Publié le 14/09/2017 - 11:44

Présente dans la quasi-totalité des régions viticoles du monde, le court-noué est une maladie virale qui engendre des pertes de récolte voire la mort des vignes et rend les terres impropres à la viticulture pour de nombreuses années. Le principal agent responsable en est le Grapevine fanleaf virus (GFLV). Il est transmis aux ceps de vigne par un nématode, un ver rond du sol, qui s'alimente en piquant les racines.

L'Inra mène des recherches sur cette maladie qui n'ont, jusqu'à récemment, pas donné les résulats escomptés. 
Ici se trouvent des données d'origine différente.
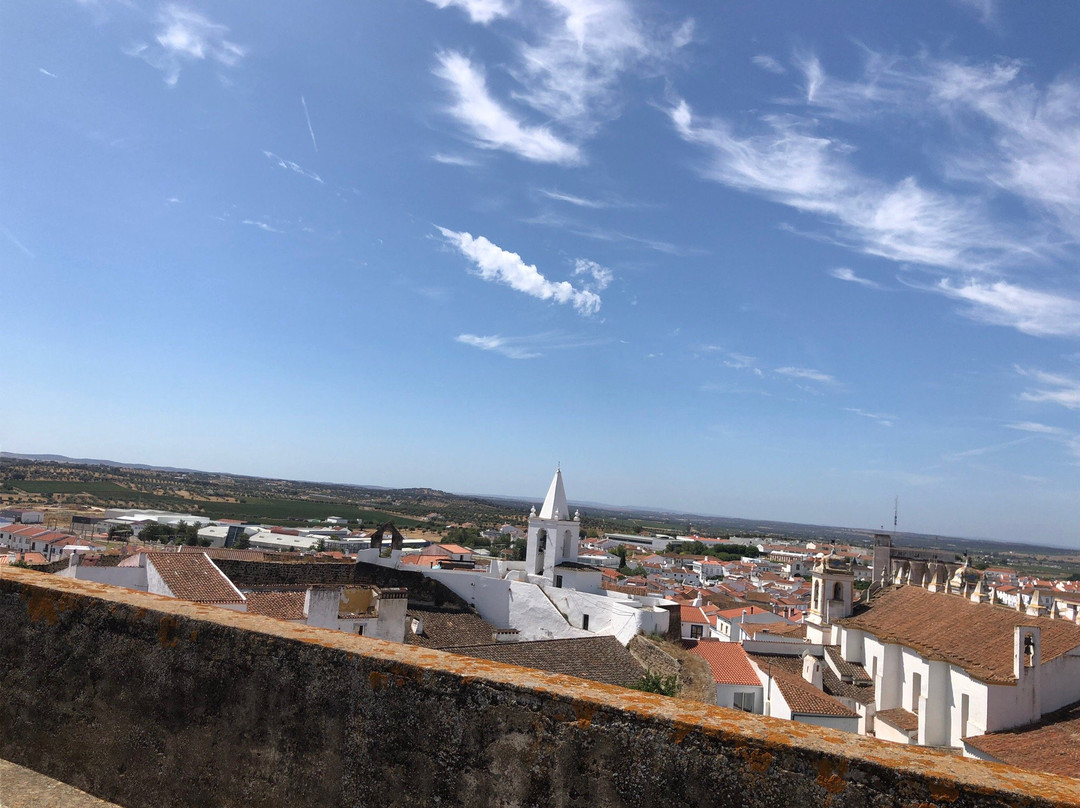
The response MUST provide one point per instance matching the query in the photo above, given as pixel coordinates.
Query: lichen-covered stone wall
(147, 701)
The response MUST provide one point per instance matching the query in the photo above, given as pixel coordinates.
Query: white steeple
(554, 503)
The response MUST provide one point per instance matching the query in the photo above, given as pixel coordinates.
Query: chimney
(811, 671)
(1027, 650)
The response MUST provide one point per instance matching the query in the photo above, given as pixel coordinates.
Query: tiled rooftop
(727, 661)
(447, 629)
(901, 718)
(977, 637)
(599, 658)
(281, 605)
(193, 577)
(801, 697)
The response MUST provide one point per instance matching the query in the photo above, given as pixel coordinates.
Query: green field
(72, 486)
(295, 510)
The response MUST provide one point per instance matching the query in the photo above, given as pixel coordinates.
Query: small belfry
(832, 593)
(553, 534)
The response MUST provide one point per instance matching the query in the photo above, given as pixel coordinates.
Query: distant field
(72, 486)
(296, 510)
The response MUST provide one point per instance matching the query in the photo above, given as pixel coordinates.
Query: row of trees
(181, 533)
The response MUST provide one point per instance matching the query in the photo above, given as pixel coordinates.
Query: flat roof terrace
(147, 701)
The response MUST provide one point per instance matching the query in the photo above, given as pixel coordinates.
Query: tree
(653, 682)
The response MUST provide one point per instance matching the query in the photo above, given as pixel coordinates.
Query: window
(743, 700)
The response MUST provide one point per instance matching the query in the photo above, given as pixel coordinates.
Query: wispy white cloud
(569, 198)
(1052, 388)
(289, 165)
(454, 160)
(615, 237)
(985, 10)
(885, 420)
(602, 277)
(499, 345)
(842, 273)
(527, 347)
(742, 362)
(571, 70)
(260, 226)
(1030, 311)
(16, 242)
(768, 63)
(307, 117)
(495, 264)
(491, 124)
(186, 36)
(984, 449)
(478, 11)
(807, 374)
(792, 165)
(1040, 429)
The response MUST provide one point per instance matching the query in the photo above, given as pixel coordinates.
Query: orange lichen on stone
(944, 792)
(167, 631)
(757, 759)
(831, 776)
(41, 605)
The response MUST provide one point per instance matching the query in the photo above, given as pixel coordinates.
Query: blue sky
(777, 260)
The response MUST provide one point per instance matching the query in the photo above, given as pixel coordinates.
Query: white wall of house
(726, 696)
(127, 577)
(620, 618)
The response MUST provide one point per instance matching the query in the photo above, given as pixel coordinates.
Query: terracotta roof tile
(599, 658)
(899, 717)
(447, 629)
(193, 577)
(281, 605)
(977, 637)
(728, 662)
L’absence de gènes de résistance au GFLV dans les collections génétiques naturelles du genre Vitis a jusque-là freiné la création de variétés résistantes de porte-greffe ou greffon par les méthodes classiques d’amélioration des plantes.

Au cours des dernières décennies, des stratégies alternatives de développement de vignes résistantes ont été mises en place grâce aux biotechnologies.

Les chercheurs de l'Inra ont créé des porte-greffes transgéniques capables de résister au virus du court-noué. L'étape suivant est désormais d'évaluer les conséquences éventuelles sur des populations de virus et bactéries du sol. 

Afin d’en mesurer les impacts environnementaux potentiels, des chercheurs de l’Inra et du CNRS ont évalué, en milieu confiné, la possibilité de transfert de gènes de porte-greffe de vigne génétiquement modifié vers les microorganismes de leur environnement biologique proche.
Processus naturel, le transfert de gènes, dit horizontal, est une source potentielle de recombinaison susceptible d’être à l’origine de modifications dans le génome des virus de la vigne et des bactéries du sol présentes dans l’environnement racinaire.

D'après les premiers résultats, les scientifiques de l’Inra et du CNRS n'ont pas détecté de transfert de la séquence transgénique du porte-greffe vers les virus ou les bactéries du sol après six à neuf ans de présence de vigne génétiquement modifiée.

Cette culture de vigne génétiquement modifiée n’affecte pas non plus le niveau de résistance des bactéries du sol à un antibiotique, la kanamycine, et ne modifie pas la composition des communautés bactériennes qui gravitent autour des racines.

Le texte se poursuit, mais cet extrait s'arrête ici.